Amriswil war die zweite Option. Für Volley Schönenwerd spricht natürlich die geniale und einmalige Infrastruktur. Es macht Spass, hier zu trainieren. Und auch das Projekt, das der Verein verfolgt, ist vielversprechend. Mit Luca Ulrich und Christopher Frame hat Schönenwerd im Sommer zudem zwei Spieler verpflichtet, die ich schon von der Nationalmannschaft her kannte.
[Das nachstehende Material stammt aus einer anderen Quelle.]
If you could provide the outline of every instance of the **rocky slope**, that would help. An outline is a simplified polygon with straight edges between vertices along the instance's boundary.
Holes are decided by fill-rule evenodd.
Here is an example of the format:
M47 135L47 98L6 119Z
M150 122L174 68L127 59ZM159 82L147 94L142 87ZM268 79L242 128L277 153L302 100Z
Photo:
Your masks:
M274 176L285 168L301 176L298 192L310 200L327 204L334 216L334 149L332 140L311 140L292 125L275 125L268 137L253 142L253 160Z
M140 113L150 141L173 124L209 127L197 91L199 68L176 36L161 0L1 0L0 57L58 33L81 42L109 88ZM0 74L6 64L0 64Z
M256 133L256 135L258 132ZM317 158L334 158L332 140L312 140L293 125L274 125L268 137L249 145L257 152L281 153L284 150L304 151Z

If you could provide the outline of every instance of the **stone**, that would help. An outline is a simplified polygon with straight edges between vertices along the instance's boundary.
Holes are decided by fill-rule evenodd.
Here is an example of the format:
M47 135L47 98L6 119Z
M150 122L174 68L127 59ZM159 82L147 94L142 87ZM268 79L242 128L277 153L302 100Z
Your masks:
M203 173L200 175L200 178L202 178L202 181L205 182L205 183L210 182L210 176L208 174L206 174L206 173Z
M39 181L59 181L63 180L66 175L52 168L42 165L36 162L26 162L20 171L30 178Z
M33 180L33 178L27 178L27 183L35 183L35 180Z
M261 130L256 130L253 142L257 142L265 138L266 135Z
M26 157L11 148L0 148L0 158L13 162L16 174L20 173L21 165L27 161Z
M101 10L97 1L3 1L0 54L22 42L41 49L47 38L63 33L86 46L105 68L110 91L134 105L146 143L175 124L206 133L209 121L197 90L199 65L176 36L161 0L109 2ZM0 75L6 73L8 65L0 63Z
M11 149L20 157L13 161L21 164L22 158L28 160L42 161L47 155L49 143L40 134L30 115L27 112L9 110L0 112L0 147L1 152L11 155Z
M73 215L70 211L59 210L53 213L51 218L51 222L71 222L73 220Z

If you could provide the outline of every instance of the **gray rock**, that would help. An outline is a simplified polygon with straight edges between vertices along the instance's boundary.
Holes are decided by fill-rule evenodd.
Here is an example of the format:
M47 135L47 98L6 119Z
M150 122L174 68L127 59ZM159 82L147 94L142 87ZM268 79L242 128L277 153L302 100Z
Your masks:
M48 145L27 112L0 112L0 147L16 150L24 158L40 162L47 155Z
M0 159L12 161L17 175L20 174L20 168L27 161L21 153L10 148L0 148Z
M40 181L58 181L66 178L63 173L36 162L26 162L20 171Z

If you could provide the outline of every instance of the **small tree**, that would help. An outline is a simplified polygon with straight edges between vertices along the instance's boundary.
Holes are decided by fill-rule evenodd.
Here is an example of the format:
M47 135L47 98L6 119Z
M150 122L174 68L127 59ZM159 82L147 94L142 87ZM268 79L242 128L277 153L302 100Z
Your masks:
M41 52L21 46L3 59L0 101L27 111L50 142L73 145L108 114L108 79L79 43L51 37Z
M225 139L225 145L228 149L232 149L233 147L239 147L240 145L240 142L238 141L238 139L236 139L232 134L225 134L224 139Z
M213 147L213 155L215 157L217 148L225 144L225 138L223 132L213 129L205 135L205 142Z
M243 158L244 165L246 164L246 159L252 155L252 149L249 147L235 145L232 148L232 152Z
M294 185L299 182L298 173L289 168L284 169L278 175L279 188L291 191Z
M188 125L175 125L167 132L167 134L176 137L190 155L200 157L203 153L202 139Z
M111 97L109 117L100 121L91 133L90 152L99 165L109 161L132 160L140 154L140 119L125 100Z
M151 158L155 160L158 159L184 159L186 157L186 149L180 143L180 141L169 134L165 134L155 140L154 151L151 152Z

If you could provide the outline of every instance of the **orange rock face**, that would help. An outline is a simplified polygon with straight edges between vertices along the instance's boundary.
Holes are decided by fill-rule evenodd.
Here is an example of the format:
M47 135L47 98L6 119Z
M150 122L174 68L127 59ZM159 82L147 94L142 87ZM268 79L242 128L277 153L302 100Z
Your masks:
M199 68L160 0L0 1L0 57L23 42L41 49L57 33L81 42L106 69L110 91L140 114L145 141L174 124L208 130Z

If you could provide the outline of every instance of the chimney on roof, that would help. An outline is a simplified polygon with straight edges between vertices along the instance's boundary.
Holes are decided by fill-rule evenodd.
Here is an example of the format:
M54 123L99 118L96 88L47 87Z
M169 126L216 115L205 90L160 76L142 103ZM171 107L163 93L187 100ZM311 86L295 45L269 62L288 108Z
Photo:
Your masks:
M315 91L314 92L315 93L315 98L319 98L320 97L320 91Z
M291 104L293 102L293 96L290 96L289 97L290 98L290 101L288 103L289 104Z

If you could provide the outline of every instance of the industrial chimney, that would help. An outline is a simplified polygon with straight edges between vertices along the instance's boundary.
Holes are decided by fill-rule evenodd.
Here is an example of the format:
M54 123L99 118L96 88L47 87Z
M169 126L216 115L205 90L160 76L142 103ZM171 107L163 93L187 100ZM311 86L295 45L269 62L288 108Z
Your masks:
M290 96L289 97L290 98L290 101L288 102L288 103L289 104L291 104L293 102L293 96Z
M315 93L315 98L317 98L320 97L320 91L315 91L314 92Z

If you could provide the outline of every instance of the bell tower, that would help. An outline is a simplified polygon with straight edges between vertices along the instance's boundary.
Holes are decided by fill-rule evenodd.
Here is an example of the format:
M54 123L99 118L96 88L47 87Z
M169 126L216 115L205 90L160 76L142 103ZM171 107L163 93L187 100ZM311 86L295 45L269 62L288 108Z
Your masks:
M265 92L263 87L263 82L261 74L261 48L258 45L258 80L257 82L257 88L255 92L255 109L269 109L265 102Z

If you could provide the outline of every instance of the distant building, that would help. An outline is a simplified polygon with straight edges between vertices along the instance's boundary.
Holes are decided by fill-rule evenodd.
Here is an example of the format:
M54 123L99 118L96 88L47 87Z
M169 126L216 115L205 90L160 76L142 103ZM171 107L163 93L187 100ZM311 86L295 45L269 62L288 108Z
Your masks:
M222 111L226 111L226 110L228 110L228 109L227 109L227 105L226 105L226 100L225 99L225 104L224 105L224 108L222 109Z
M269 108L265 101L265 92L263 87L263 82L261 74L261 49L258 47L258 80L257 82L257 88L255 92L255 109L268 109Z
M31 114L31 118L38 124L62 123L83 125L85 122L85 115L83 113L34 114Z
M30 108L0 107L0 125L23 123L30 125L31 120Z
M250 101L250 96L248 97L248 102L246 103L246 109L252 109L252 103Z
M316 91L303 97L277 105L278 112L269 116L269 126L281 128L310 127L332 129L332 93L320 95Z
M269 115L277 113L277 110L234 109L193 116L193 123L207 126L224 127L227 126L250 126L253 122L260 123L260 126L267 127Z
Zusammen mit denen, die schon hier waren, bilden wir einen coolen Kern aus Schweizer Spielern.

Wie würden Sie das Schönenwerder Team charakterisieren?
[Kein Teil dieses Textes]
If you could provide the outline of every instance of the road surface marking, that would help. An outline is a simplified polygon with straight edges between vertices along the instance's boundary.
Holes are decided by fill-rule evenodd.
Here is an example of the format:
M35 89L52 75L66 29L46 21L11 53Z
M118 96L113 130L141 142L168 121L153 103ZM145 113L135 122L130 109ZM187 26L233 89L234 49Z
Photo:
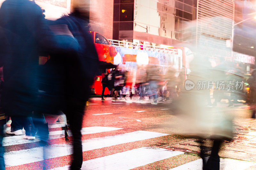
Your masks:
M161 148L143 147L84 161L81 169L128 170L184 152ZM69 166L51 170L68 169Z
M99 114L92 114L93 115L110 115L113 114L112 113L99 113Z
M220 159L220 169L230 170L237 169L243 170L252 166L256 165L256 162L241 160L233 159ZM193 169L193 170L202 170L203 167L203 161L202 159L199 159L186 164L184 164L169 170L184 170L184 169Z
M137 122L141 122L141 121L140 120L136 119L135 119L135 118L132 118L132 117L120 117L120 118L128 118L128 119L135 119L135 120L136 120L136 121L137 121Z
M139 131L93 138L83 141L83 151L90 151L168 135L167 133ZM70 144L53 145L45 148L45 157L48 159L70 155L72 153L72 145ZM42 147L11 151L4 153L4 161L7 167L32 163L42 160Z
M50 129L65 127L66 125L65 124L57 124L56 123L48 124L48 127Z
M86 135L119 130L119 129L123 129L123 128L103 126L92 126L82 128L81 130L81 133L82 135ZM50 131L49 132L49 138L50 139L53 139L63 138L65 136L64 132L65 131L64 130ZM72 134L70 131L68 131L68 133L69 136L72 136ZM58 135L60 136L56 136ZM3 140L3 145L4 146L6 146L11 145L31 143L40 141L40 140L37 138L35 140L25 140L23 139L23 136L24 136L24 135L15 135L5 137L4 138Z
M135 119L135 118L133 118L132 117L120 117L121 118L127 118L128 119Z

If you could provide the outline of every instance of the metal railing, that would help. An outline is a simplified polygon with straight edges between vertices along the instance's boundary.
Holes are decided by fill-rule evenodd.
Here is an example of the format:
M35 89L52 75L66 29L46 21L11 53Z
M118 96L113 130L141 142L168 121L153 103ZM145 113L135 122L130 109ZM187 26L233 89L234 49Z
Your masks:
M178 50L174 48L164 48L114 39L108 40L111 45L113 46L175 54L177 54L178 53Z

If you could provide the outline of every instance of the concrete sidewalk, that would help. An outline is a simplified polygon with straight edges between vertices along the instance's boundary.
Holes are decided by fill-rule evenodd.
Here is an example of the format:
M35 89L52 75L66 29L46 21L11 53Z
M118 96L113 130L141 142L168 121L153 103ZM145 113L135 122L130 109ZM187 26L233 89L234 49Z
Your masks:
M232 141L223 143L219 152L220 156L256 162L256 119L250 118L252 107L241 103L235 104L234 107L231 108L227 107L227 105L226 103L222 103L217 107L227 108L227 110L230 110L235 115L235 137ZM200 152L199 144L194 139L188 139L164 148L198 153ZM209 147L210 151L212 142L205 141L206 146Z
Jung, wild und lustig. Es macht enorm Spass mit dieser Truppe. Alle sind topmotiviert im Training. Vor allem auch die ganz jungen Spieler, die ich noch nicht kannte, haben mich mit ihrem Einsatz und Biss im Training beeindruckt. Trainer Dervisaj geht sehr gut um mit den Spielern. Er will, dass wir Freude haben am Volleyball und fördert dies auf eine sehr spezielle Art.
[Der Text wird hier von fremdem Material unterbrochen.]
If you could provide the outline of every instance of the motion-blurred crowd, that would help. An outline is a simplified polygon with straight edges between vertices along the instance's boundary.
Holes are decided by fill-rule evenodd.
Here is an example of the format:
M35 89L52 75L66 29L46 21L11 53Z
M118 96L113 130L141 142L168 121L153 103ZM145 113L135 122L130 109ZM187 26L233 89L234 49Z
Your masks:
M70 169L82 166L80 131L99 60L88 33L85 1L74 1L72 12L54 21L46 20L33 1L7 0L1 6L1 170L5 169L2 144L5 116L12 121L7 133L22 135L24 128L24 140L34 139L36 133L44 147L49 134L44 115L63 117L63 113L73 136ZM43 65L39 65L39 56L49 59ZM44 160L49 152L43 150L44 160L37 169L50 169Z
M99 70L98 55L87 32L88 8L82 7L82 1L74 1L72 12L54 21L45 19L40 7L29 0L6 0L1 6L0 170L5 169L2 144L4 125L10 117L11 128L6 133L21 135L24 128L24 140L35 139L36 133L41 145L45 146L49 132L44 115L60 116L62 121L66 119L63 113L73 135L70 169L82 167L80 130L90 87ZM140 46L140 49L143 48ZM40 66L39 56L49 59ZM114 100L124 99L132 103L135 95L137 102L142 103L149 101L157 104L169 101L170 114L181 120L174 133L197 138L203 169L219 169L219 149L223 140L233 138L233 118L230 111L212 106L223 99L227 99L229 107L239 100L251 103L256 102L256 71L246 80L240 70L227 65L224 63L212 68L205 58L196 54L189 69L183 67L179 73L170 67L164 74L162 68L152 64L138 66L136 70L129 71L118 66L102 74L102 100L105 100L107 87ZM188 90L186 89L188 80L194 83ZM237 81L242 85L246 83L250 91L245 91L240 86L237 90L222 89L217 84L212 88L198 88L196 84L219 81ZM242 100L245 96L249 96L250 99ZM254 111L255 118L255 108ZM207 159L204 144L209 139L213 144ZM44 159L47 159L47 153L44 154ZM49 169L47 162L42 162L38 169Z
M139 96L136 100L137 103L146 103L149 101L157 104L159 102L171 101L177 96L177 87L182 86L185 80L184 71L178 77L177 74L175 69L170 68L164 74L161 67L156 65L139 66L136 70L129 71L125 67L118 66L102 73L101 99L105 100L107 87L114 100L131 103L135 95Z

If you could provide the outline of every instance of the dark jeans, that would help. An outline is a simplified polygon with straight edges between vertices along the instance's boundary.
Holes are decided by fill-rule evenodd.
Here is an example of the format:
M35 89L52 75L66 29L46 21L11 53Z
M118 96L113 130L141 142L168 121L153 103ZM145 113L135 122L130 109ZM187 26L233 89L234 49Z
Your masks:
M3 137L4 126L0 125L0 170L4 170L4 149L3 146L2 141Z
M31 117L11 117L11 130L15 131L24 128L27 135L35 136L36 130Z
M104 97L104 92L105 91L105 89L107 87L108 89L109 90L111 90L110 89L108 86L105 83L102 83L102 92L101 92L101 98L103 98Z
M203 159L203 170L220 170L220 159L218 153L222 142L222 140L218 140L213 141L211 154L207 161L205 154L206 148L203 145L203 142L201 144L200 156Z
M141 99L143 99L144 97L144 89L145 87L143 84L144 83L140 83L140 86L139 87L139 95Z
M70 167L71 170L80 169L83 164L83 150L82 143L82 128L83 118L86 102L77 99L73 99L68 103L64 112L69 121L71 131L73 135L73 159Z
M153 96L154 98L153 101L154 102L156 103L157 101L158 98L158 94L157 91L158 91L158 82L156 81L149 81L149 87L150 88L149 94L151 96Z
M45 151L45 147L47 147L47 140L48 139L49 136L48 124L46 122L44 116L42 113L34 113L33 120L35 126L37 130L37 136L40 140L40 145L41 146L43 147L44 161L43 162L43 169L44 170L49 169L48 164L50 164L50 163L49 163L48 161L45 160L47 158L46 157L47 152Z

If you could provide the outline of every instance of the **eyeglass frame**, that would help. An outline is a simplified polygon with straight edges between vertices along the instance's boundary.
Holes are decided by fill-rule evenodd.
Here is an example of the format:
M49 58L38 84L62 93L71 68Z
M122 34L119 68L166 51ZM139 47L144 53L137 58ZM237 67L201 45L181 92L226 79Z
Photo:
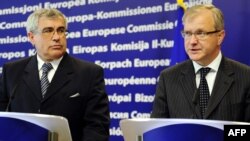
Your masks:
M35 34L42 34L47 37L53 37L57 33L60 37L67 36L68 30L65 27L58 27L56 30L52 27L45 27L42 30L33 31Z
M202 39L205 39L208 35L210 34L214 34L214 33L218 33L220 32L221 30L214 30L214 31L209 31L209 32L205 32L205 31L197 31L197 32L189 32L189 31L181 31L181 35L184 39L190 39L193 35L199 39L199 40L202 40Z

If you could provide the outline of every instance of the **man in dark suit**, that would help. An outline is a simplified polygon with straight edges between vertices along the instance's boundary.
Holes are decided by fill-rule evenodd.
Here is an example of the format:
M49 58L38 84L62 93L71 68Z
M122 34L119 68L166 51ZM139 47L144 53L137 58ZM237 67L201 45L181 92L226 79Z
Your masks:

Obwohl Sie neu zum Team stiessen, wurden Sie gleich zum Captain gewählt. Was bedeutet Ihnen das?

Mir wäre es egal, wenn ein anderer Spieler Captain wäre. Schliesslich steht die Mannschaft im Vordergrund. Als Mittelblocker musst du ein Teamplayer sein. Und wenn ich dem Team auch als Captain helfen kann, mache ich das sehr gerne. Ein guter Captain sollte mannschaftsdienlich sein, eine Führungsrolle einnehmen. Eine gute Kommunikation ist wichtig, weil man das Bindeglied zwischen Coach und Spielern ist. Man sollte auch nicht der grösste Hitzkopf sein auf dem Feld.

Welche Qualitäten bringen Sie als Spieler, welche den Schönenwerdern in den letzten Jahren gefehlt haben?

Schönenwerd hatte schon in der Vergangenheit gute Mittelblocker, allerdings auch viel Verletzungspech auf dieser Position. Ich bin bislang zum Glück verschont geblieben vor grösseren Verletzungen. Ich hoffe, dass ich eine gewisse Konstanz ins Team bringen kann. Und Durchschlagskraft in der Mitte, denn es ist etwas unglaublich Wertvolles, wenn das Team über eine gefährliche Mitte verfügt, auf die sich der Gegner konzentrieren muss.

Wer wird Schweizer Meister 2019?

Schwierige Frage. Favorit ist ganz klar Amriswil in meinen Augen. Wir geben alles dafür, dies zu verhindern.